Examination of the specific indirect effects revealed that pain acceptance fully mediated the relationship between PI and physical function, as well as the relationship between PI and opioid use status. Pain acceptance emerged as a partial mediator of the relationship between PI and pain intensity.

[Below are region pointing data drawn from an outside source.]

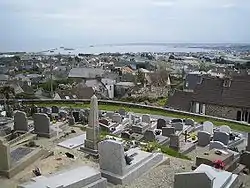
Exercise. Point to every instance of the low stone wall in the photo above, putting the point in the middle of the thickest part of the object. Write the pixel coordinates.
(124, 104)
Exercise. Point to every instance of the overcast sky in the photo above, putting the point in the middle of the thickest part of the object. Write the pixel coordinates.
(42, 24)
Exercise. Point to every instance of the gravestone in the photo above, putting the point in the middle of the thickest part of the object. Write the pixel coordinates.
(189, 122)
(204, 138)
(208, 127)
(111, 157)
(55, 109)
(178, 126)
(149, 135)
(71, 120)
(174, 142)
(225, 128)
(122, 112)
(168, 131)
(42, 125)
(161, 123)
(4, 156)
(217, 145)
(92, 131)
(146, 118)
(117, 118)
(221, 136)
(76, 115)
(248, 142)
(20, 121)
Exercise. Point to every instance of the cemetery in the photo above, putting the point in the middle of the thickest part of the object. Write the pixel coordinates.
(117, 147)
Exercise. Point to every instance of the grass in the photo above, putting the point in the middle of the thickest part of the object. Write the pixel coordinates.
(114, 107)
(152, 146)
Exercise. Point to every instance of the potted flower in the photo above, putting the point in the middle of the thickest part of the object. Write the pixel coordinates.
(218, 164)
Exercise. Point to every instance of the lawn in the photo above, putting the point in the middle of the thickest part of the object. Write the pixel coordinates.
(114, 107)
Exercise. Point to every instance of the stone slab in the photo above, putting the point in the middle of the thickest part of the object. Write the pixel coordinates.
(78, 178)
(73, 142)
(136, 169)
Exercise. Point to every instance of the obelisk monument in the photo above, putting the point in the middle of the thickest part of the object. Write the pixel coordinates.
(92, 132)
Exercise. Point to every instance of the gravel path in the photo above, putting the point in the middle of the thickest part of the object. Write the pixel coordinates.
(161, 176)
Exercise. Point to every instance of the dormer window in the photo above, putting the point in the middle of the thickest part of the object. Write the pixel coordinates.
(227, 83)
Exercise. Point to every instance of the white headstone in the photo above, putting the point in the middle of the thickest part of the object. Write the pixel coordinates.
(208, 127)
(225, 128)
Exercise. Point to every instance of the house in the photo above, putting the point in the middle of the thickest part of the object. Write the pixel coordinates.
(123, 88)
(3, 79)
(226, 98)
(86, 73)
(110, 85)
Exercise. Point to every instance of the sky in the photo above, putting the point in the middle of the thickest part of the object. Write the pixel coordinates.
(33, 25)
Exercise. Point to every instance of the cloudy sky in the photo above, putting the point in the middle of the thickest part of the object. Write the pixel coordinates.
(41, 24)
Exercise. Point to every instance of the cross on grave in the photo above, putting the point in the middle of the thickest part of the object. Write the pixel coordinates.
(186, 134)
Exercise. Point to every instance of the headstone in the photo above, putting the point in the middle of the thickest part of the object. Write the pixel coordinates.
(208, 127)
(168, 131)
(189, 122)
(146, 118)
(149, 135)
(225, 128)
(122, 112)
(125, 135)
(112, 157)
(117, 118)
(71, 120)
(217, 145)
(76, 115)
(221, 136)
(248, 142)
(178, 126)
(92, 132)
(41, 124)
(55, 109)
(161, 123)
(174, 142)
(4, 156)
(20, 121)
(204, 138)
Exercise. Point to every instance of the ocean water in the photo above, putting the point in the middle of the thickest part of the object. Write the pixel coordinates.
(127, 49)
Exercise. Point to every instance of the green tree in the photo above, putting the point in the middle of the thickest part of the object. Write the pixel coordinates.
(7, 92)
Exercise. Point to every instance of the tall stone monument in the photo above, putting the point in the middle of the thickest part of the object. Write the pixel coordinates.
(92, 132)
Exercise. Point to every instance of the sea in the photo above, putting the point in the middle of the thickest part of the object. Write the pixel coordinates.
(125, 49)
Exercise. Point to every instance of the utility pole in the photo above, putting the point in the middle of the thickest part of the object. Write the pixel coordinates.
(51, 78)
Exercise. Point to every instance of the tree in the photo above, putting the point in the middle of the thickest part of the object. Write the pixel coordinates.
(7, 92)
(140, 77)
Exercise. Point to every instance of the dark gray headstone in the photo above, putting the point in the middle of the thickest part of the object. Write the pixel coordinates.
(76, 115)
(149, 135)
(41, 124)
(174, 142)
(168, 131)
(221, 137)
(203, 138)
(20, 121)
(161, 123)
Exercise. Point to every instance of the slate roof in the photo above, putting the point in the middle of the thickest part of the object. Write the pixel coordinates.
(213, 91)
(86, 73)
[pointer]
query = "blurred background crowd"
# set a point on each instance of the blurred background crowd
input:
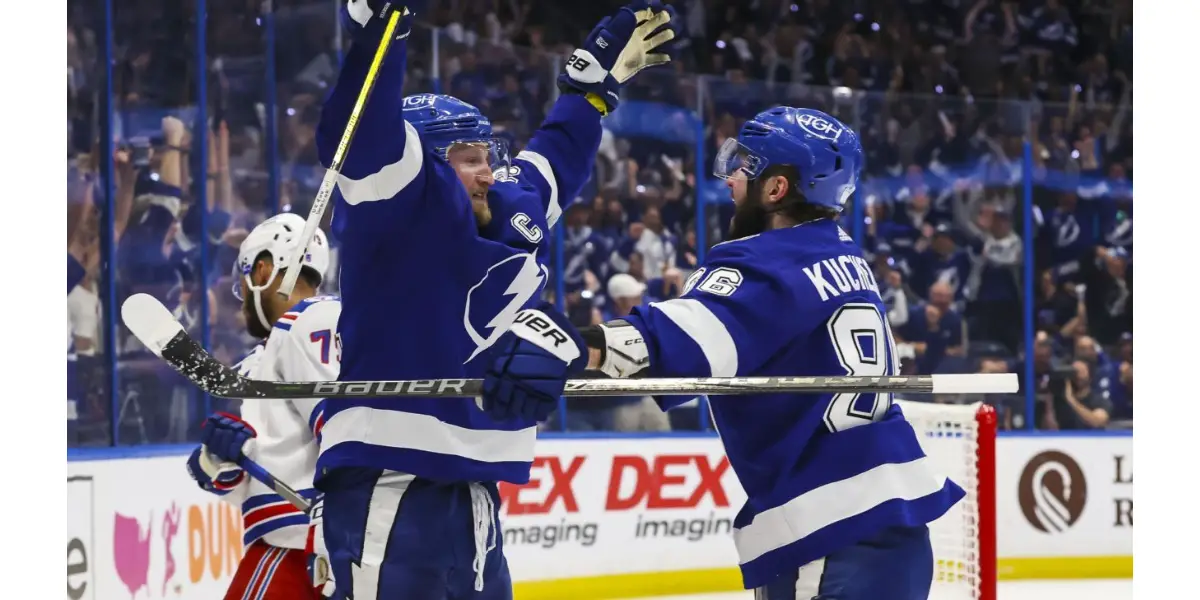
(997, 133)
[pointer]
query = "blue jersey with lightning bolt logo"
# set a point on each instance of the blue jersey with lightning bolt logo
(425, 291)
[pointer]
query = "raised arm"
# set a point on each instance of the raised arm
(559, 157)
(385, 156)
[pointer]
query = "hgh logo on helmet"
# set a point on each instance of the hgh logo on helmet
(820, 127)
(1051, 492)
(418, 101)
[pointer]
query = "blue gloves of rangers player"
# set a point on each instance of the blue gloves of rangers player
(618, 48)
(366, 18)
(214, 465)
(532, 364)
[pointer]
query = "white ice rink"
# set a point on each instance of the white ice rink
(1083, 589)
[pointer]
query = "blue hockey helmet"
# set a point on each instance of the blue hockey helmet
(825, 151)
(445, 120)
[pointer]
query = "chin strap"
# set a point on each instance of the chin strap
(258, 310)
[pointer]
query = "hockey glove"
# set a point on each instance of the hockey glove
(617, 49)
(365, 19)
(226, 436)
(532, 364)
(211, 473)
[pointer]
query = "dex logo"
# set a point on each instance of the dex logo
(667, 481)
(549, 474)
(1053, 492)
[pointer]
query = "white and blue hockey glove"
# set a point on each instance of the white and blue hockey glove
(223, 442)
(365, 19)
(617, 49)
(211, 473)
(532, 364)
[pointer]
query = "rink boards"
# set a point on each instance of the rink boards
(599, 517)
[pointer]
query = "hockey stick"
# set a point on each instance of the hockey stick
(159, 330)
(292, 271)
(286, 491)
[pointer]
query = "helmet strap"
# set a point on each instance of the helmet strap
(258, 310)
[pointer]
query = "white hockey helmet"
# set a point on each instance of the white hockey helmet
(279, 237)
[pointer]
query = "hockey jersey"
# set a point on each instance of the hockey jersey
(425, 291)
(301, 347)
(821, 472)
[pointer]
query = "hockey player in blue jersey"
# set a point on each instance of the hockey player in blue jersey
(443, 240)
(840, 492)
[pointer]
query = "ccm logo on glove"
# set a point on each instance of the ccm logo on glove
(537, 328)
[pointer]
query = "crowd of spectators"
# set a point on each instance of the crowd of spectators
(945, 94)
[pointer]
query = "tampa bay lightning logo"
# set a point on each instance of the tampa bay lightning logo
(495, 301)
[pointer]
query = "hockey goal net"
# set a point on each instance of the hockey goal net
(961, 441)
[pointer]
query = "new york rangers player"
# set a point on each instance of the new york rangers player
(839, 490)
(299, 346)
(442, 243)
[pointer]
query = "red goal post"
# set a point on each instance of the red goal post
(961, 441)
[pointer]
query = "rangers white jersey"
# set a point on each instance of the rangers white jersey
(303, 347)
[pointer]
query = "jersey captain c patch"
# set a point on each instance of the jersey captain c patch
(496, 299)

This is the first study to provide a combined conceptual model investigating the mediating roles of pain acceptance and anger on the relationship between PI and pain outcomes. On the basis of our findings, low levels of pain acceptance associated with PI may help explain the association between PI and adverse pain outcomes. Clinical and theoretical implications are discussed.
感知不公正(PI)已被确定为与疼痛相关结果相关的重要风险因素。迄今为止,研究表明,疼痛接受度和愤怒是 PI 与疼痛相关结果之间关联的中介因素。然而,目前缺乏一个综合的概念模型来解决这些变量之间的相互关系。因此,本研究旨在检验疼痛接受度和愤怒在 PI 与不良疼痛相关结果(身体功能、疼痛强度、阿片类药物使用状况)之间的关联中的潜在中介作用。
这是一项横断面研究,使用了 354 名在三级疼痛治疗中心接受治疗的慢性疼痛患者作为样本。参与者完成了 PI、疼痛接受度、愤怒、身体功能、疼痛强度和阿片类药物使用状况的测量。中介分析用于检验疼痛接受度和愤怒对 PI 与疼痛相关结果之间关联的影响。
对特定间接效应的检验表明,疼痛接受度完全中介了 PI 与身体功能之间以及 PI 与阿片类药物使用状况之间的关系。疼痛接受度是 PI 与疼痛强度之间关系的部分中介因素。
这是第一项提供综合概念模型来研究疼痛接受度和愤怒在 PI 与疼痛结果之间关系中的中介作用的研究。基于我们的研究结果,与 PI 相关的低水平的疼痛接受度可能有助于解释 PI 与不良疼痛结果之间的关联。讨论了临床和理论意义。